Eğer bir ülkede “yargı” siyasi iktidar tarafından yönlendiriliyor ve baskı altında tutuluyorsa, o ülkede demokrasiden bahsetmek mümkün değildir. Ayrıca demokrasinin temel gereklerinden olan kuvvetler ayrılığı ilkesine de terstir.
Hükümet, gece yarısı operasyonu ile askerlerin her kademe de ve her koşulda sivil mahkemeler de yargılanmasını onaylatmış, bu hareketini Avrupa Birliği’nin talep ve standartlarına uyma zorunluluğu olarak savunmuştur.
Halbuki AB ‘nin sivil yargı ile ilgili çeşitli olmazsa olmaz talepleri vardır.Bu talepler uluslar arası ve evrensel hukuk kurallarına uygun taleplerdir.Bunlar , yargının bağımsızlığı adına hakim ve savcıların hem siyasi baskı ve hem de tahakkümden kurtarılması gerekliliğini içerir.
Peki ,hükümetin bu doğrultuda meclise getirdiği yada getirmeye hazırlandığı bir yasa tasarısı var mı?

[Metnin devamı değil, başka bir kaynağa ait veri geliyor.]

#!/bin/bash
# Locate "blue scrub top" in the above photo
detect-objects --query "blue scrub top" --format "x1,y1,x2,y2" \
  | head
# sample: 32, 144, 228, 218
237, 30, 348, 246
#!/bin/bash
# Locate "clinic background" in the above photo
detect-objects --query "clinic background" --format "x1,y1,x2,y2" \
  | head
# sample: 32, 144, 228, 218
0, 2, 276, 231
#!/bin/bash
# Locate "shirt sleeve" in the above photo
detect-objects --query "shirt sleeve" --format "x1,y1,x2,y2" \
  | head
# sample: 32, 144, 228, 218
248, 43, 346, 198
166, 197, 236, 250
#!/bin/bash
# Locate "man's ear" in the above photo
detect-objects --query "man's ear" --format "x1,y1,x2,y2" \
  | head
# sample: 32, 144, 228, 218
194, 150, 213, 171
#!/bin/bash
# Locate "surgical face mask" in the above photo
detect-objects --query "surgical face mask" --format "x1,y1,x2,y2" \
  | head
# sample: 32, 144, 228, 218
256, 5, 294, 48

Konu hakkında tartışırken soruyu CHP İzmir Milletvekili
Selçuk Ayhan’a sordum.
Ayhan soruma cevap verirken ,bugüne kadar süregelen olayları da analiz etti.
Selçuk Ayhan ;
Gördüğüm kadarıyla böyle bir yasa tasarısı için hiçbir hazırlık yok. Hükümetin yapmak istediklerine bakarsak şunları görürüz;
*Anayasa mahkemesi üyelerinin, RTÜK gibi meclisteki gurup çoğunluğuna göre belirlenmesini istemek.Yani, Anayasa Mahkemesini siyasi denetim altına almak.
*Bir gecede , komisyonların bile by.pass edildiği tasarıyı yasalaştırarak,hakim- savcı alımlarını Adalet Bakanlığınca belirlenecek 5 tane bürokratın eline bırakmak.Yani yargıda kadrolaşmak.
*Kendilerine yakın görmedikleri hakim ve savcıları,hukuksuz bir şekilde ‘teknik takip’ diye adlandırılan telefon dinlemesine alarak,tehdit ve şantajla yıldırmaya çalışmak. Ardından da haklarında soruşturma açmak. (Anayasa Mahkemesi Başkan Vekiline ve Sincan’ da ki hakime yaptıkları gibi)
*Avrupa İnsan Hakları Mahkemesine seçilecek bir üye için, istedikleri üye ile birlikte koşulları uymayan iki kişiyi daha bildirerek, mahkemeyi kandırmaya çalışmak. Bu nedenle AİHM tarafından Türkiye’nin refüze edilmesini sağlamak.
*İşlerine gelmeyen mahkeme kararlarında, mahkeme heyetini suçlayıp,hatta bazı kararlar için yetkili organın ‘ulema ‘ olduğunu söyleyecek kadar çağ dışı yorumlar yapmak.
*Ergenekon davasında olduğu gibi, polis soruşturmasını savcı soruşturmasının önüne geçirmek.
*Mahkeme kararlarına takılan icraatları için, bir kere uygulanabilecek özel yasalar çıkarmak. (Mayın yasasında olduğu gibi)
Sevgili okuyucular yukarıda ki örnek, analiz ve gözlemler bana ait değil . CHP İzmir Milletvekili Selçuk Ayhan’a ait. Fakat bir fiil hepsi de hayatımızdan geçip giden yılların içinde karşı karşıya kaldığımız, yaşadığımız olaylar.
Aslına bakarsanız bizler tarihi bir dönemden geçiyor ve tarihi olaylara şahit oluyoruz. İleri de torunlarıma bu dönemle ilgili bir şeyler anlatmak zorunda kalırsam, kim bilir ne gibi bahaneler bulmak zorunda kalacağım.
İnşallah bana “ Neden seyirci kaldınız, alternatifiniz yok muydu? “ diye soran biri çıkmaz.